How can I convert the result of mdq.Similarity
to the number of edits needed for the two words to match. This function is part of Master Data Service (MDS) in Microsoft SQL Server defined as:
USE [mds]
ALTER FUNCTION [mdq].[Similarity](@input1 [nvarchar](4000), @input2 [nvarchar](4000), @method [tinyint], @containmentBias [float], @minScoreHint [float])
RETURNS [float] WITH EXECUTE AS CALLER, RETURNS NULL ON NULL INPUT
AS EXTERNAL NAME [Microsoft.MasterDataServices.DataQuality].[Microsoft.MasterDataServices.DataQuality.SqlClr].[Similarity]
The two words that are 1 edit away from each other produce different Levenshtein distance, which seems to account for their length (number of characters in the word).
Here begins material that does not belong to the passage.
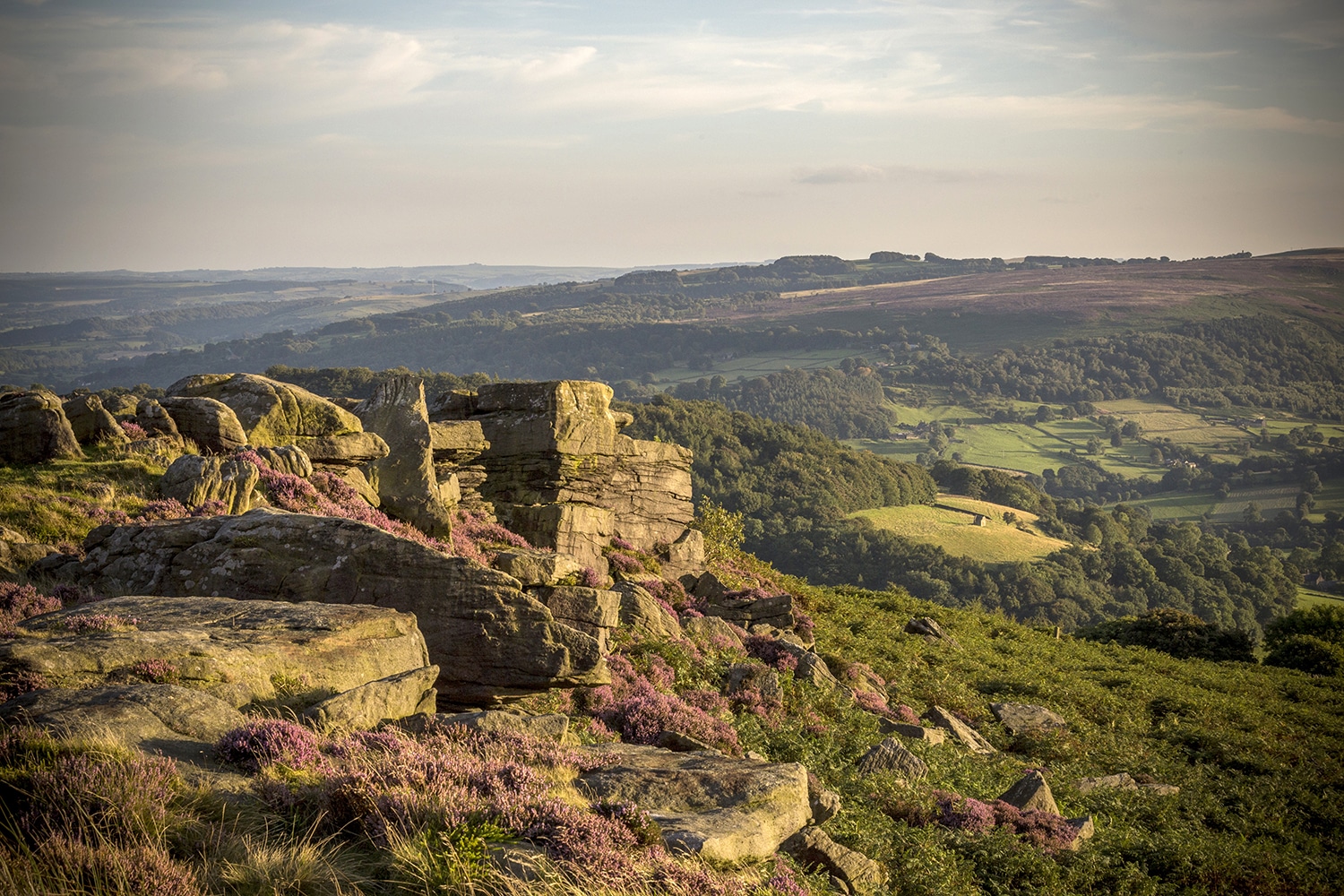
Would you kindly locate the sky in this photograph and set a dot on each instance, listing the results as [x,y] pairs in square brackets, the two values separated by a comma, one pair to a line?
[167,134]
SELECT a=mds.mdq.Similarity('a','',0,0,0),
ab=mds.mdq.Similarity('ab','a',0,0,0),
abc=mds.mdq.Similarity('abc','ab',0,0,0),
ac=mds.mdq.Similarity('ac','ab',0,0,0)
a ab abc ac
0 0.5 0.67 0.5
Whereas I need it to return 1 in each case because each pair has two words differing by a single edit (insertion, deletion, substitution).